Following a year-long sabbatical in New York, he returned to coaching with European champions Bayern Munich last year, and with the Bundesliga champions on course to repeat their 2013 treble triumph under Jupp Heynckes, Guardiola has reflected on his time at Barça.
"If you can’t motivate your players anymore, as a coach, you know the time has come to leave," he told autopista.es.
“We were incredibly successful. Fourteen trophies in just four years; it was the best period in the club’s history. But that can also be a burden. I progressively encountered difficulties in motivating myself and the team. I had won everything with Barça, both as a player and as a coach. And I realised that it was getting more and more difficult for the team.”
Barcelona's 2012 Champions League semi-final defeat to Chelsea ranks as Guardiola's lowest moment in Catalonia.
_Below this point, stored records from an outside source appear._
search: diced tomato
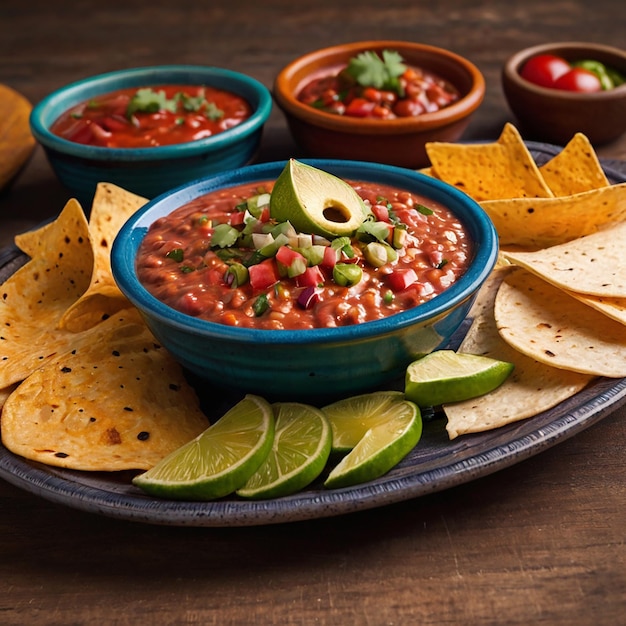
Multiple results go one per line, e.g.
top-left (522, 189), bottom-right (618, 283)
top-left (228, 211), bottom-right (246, 226)
top-left (321, 246), bottom-right (339, 268)
top-left (276, 246), bottom-right (306, 267)
top-left (372, 204), bottom-right (389, 222)
top-left (178, 292), bottom-right (202, 317)
top-left (428, 250), bottom-right (443, 267)
top-left (387, 267), bottom-right (418, 291)
top-left (363, 87), bottom-right (383, 103)
top-left (346, 98), bottom-right (376, 117)
top-left (296, 265), bottom-right (324, 287)
top-left (248, 259), bottom-right (280, 290)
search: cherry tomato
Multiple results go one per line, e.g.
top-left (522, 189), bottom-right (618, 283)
top-left (554, 67), bottom-right (602, 93)
top-left (520, 54), bottom-right (572, 87)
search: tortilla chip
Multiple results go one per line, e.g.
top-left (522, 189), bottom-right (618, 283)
top-left (13, 222), bottom-right (54, 258)
top-left (494, 268), bottom-right (626, 378)
top-left (2, 309), bottom-right (209, 471)
top-left (539, 133), bottom-right (611, 197)
top-left (0, 200), bottom-right (93, 389)
top-left (426, 124), bottom-right (553, 202)
top-left (59, 183), bottom-right (147, 332)
top-left (443, 266), bottom-right (593, 439)
top-left (503, 222), bottom-right (626, 298)
top-left (480, 183), bottom-right (626, 250)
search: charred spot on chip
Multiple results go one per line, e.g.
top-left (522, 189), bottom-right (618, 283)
top-left (102, 428), bottom-right (122, 445)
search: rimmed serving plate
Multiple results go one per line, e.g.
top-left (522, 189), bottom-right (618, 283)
top-left (0, 143), bottom-right (626, 527)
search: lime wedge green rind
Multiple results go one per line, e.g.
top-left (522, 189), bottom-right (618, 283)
top-left (324, 401), bottom-right (422, 489)
top-left (237, 402), bottom-right (332, 499)
top-left (404, 350), bottom-right (514, 407)
top-left (322, 391), bottom-right (404, 453)
top-left (133, 395), bottom-right (275, 500)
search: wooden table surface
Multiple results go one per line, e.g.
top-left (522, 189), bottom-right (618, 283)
top-left (0, 0), bottom-right (626, 626)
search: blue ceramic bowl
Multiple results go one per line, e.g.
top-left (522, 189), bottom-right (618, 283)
top-left (30, 65), bottom-right (272, 209)
top-left (111, 160), bottom-right (498, 403)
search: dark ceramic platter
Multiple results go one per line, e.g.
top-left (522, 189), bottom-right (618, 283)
top-left (0, 143), bottom-right (626, 527)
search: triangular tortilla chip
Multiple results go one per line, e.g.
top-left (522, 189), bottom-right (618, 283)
top-left (426, 124), bottom-right (553, 202)
top-left (480, 183), bottom-right (626, 249)
top-left (503, 222), bottom-right (626, 298)
top-left (59, 183), bottom-right (147, 332)
top-left (443, 266), bottom-right (593, 439)
top-left (494, 268), bottom-right (626, 378)
top-left (0, 200), bottom-right (93, 388)
top-left (539, 133), bottom-right (610, 197)
top-left (2, 309), bottom-right (209, 471)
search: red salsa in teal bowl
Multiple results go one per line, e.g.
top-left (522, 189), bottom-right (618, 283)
top-left (50, 85), bottom-right (252, 148)
top-left (136, 181), bottom-right (473, 330)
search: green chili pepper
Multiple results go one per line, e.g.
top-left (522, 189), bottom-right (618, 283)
top-left (333, 263), bottom-right (363, 287)
top-left (211, 224), bottom-right (239, 248)
top-left (226, 263), bottom-right (249, 289)
top-left (572, 59), bottom-right (625, 90)
top-left (252, 293), bottom-right (270, 317)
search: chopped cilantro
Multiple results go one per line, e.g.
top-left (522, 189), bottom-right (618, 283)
top-left (165, 248), bottom-right (184, 263)
top-left (126, 87), bottom-right (176, 118)
top-left (347, 50), bottom-right (406, 95)
top-left (126, 87), bottom-right (224, 124)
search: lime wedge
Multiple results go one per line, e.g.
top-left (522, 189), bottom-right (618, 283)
top-left (270, 159), bottom-right (367, 238)
top-left (237, 402), bottom-right (331, 499)
top-left (133, 395), bottom-right (274, 500)
top-left (404, 350), bottom-right (514, 407)
top-left (324, 394), bottom-right (422, 489)
top-left (322, 391), bottom-right (404, 452)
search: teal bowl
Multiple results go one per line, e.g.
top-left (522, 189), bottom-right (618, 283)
top-left (30, 65), bottom-right (272, 209)
top-left (111, 160), bottom-right (498, 404)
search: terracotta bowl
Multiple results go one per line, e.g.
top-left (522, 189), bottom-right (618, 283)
top-left (502, 42), bottom-right (626, 145)
top-left (273, 41), bottom-right (485, 168)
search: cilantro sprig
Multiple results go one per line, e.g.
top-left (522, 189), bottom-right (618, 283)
top-left (126, 87), bottom-right (224, 121)
top-left (346, 50), bottom-right (406, 95)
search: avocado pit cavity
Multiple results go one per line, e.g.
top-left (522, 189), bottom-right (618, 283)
top-left (270, 159), bottom-right (368, 238)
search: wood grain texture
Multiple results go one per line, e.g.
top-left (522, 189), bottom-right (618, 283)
top-left (0, 0), bottom-right (626, 626)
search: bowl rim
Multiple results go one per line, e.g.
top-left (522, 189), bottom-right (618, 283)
top-left (502, 41), bottom-right (626, 101)
top-left (29, 64), bottom-right (272, 162)
top-left (272, 40), bottom-right (486, 134)
top-left (111, 159), bottom-right (498, 345)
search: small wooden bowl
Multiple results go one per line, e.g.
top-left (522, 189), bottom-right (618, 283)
top-left (502, 42), bottom-right (626, 145)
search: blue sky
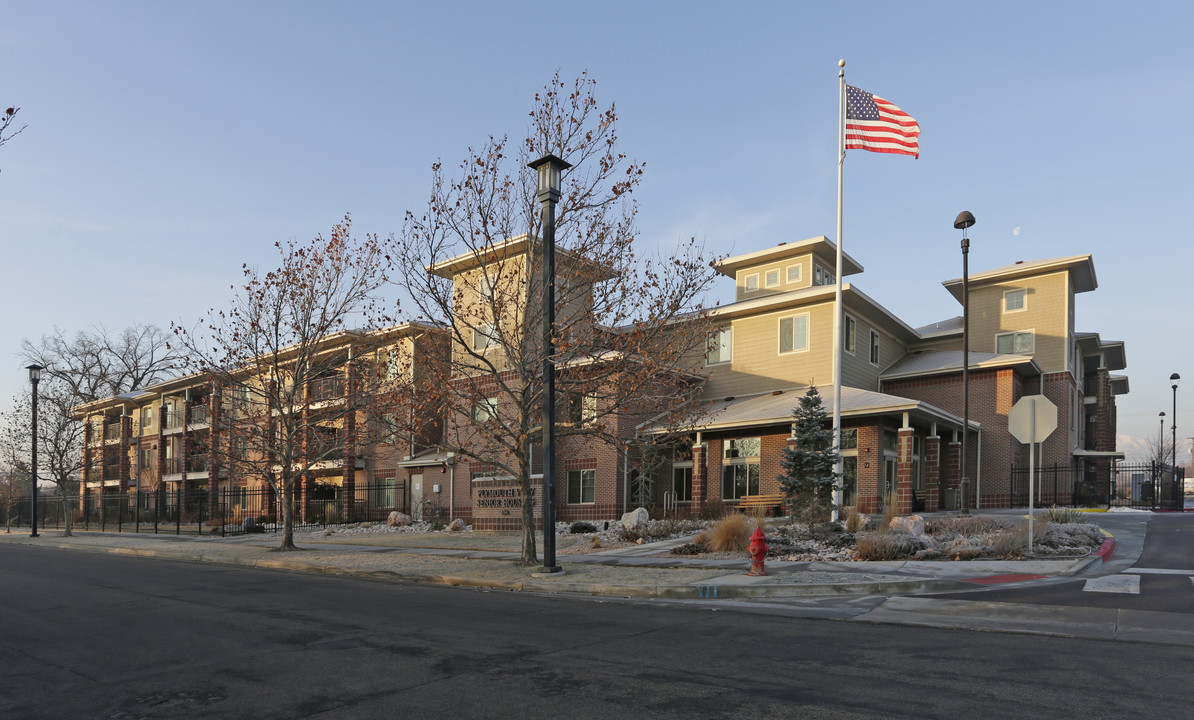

"There were a lot of sad moments. When Barcelona lost to Chelsea in the 2012 Champions League semi-finals – that was one of them," he added. "We were much better than our opponent, but we conceded a needless goal in the second leg and, before we knew it, we were out. That was a big defeat for me. I felt as if I couldn’t lift my team again."
Guardiola also intensified speculation over his relationship with Lionel Messi. Whenever the Argentine, who received the Ballon d'Or accolade three times under Guardiola, was named on the substitutes' bench "there was a fuss", according to Guardiola.
The Bayern coach admitted his first contact with the Bavarians prior to his January 2013 appointment was at the club's annual pre-season tournament, the Audi Cup, in 2011.
"I had an espresso in the VIP Lounge and spoke to Karl-Heinz Rummenigge and Uli Hoeness about my plans for the future. At that time, Bayern’s current success couldn’t be foreseen. But, for me, the challenge is simply to coach a new team and continue the achievements of my predecessor, Jupp Heynckes.”